Government-led energy initiatives in Japan through the 1990s fostered development of solar technologies and manufacturing. Spain and Germany picked up the baton, installing large-scale solar facilities over the past several years.
Now the industry appears set for another leap. The bulk of that is occurring in China, a country moving aggressively onto the solar-energy stage.
The U.S. also is creeping forward, as federal and state incentives lure utilities and larger commercial entities onto the scene.
The largest solar complex in the country is underway in Los Angeles, where a Southern California Edison project targets 500 megawatts of capacity within five years.
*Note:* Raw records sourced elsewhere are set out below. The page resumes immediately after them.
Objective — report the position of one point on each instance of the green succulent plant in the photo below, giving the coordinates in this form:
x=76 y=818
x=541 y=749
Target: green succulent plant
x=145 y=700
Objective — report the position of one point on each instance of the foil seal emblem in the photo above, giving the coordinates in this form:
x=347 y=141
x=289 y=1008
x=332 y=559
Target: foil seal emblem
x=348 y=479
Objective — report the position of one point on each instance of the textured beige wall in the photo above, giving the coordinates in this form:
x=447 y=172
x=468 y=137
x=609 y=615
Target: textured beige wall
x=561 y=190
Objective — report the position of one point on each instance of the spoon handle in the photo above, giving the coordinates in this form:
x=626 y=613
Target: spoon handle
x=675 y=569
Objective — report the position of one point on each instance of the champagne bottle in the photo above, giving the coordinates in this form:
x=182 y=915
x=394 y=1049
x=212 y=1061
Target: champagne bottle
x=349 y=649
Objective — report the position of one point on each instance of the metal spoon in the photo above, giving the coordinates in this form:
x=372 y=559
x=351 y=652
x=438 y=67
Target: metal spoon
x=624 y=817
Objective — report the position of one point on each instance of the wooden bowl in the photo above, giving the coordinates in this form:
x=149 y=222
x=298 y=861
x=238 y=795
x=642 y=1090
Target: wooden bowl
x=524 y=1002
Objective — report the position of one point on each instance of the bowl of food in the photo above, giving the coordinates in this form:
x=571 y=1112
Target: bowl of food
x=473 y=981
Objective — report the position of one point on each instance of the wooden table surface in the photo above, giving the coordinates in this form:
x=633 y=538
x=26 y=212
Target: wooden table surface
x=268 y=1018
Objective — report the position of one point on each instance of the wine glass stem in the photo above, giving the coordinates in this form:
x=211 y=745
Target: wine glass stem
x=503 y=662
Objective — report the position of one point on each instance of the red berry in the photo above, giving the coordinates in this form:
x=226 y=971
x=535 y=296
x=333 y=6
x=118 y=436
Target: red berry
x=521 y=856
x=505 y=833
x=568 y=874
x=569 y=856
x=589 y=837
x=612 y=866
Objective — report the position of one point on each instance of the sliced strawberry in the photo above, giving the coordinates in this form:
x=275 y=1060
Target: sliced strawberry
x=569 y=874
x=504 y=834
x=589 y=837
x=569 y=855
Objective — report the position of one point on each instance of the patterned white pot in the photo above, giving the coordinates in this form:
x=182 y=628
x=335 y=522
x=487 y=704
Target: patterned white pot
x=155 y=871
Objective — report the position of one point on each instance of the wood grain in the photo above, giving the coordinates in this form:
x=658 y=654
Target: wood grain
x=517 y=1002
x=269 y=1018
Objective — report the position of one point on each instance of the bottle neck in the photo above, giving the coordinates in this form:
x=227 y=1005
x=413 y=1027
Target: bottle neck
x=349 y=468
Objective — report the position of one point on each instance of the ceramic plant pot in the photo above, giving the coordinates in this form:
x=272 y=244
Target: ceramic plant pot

In 2006, the bill that launched the state's Million Solar Roofs plan mandated that renewable resources produce 20% of California's electrical power by 2010. In 2008, Gov. Arnold Schwarzenegger boosted that mandate to 33% by 2020 in an executive order.
Those are aggressive goals, says Mark Ulrich, vice president of renewable and alternative power with Southern California Edison.
"To reach them we are going to need to do projects that are distributed amongst our electric grid," Ulrich said.
The SCE project puts large, commercial rooftops to work. The utility will own half the solar sites. The other half will be built and paid for by independent contractors. SCE will buy the facilities from those contractors over a 20-year period.
The project saves the utility from having to fund and build transmission lines to remote solar generation farms. It also sidesteps legal costs.
"When we use rooftops, we don't run into ecological issues," Ulrich said.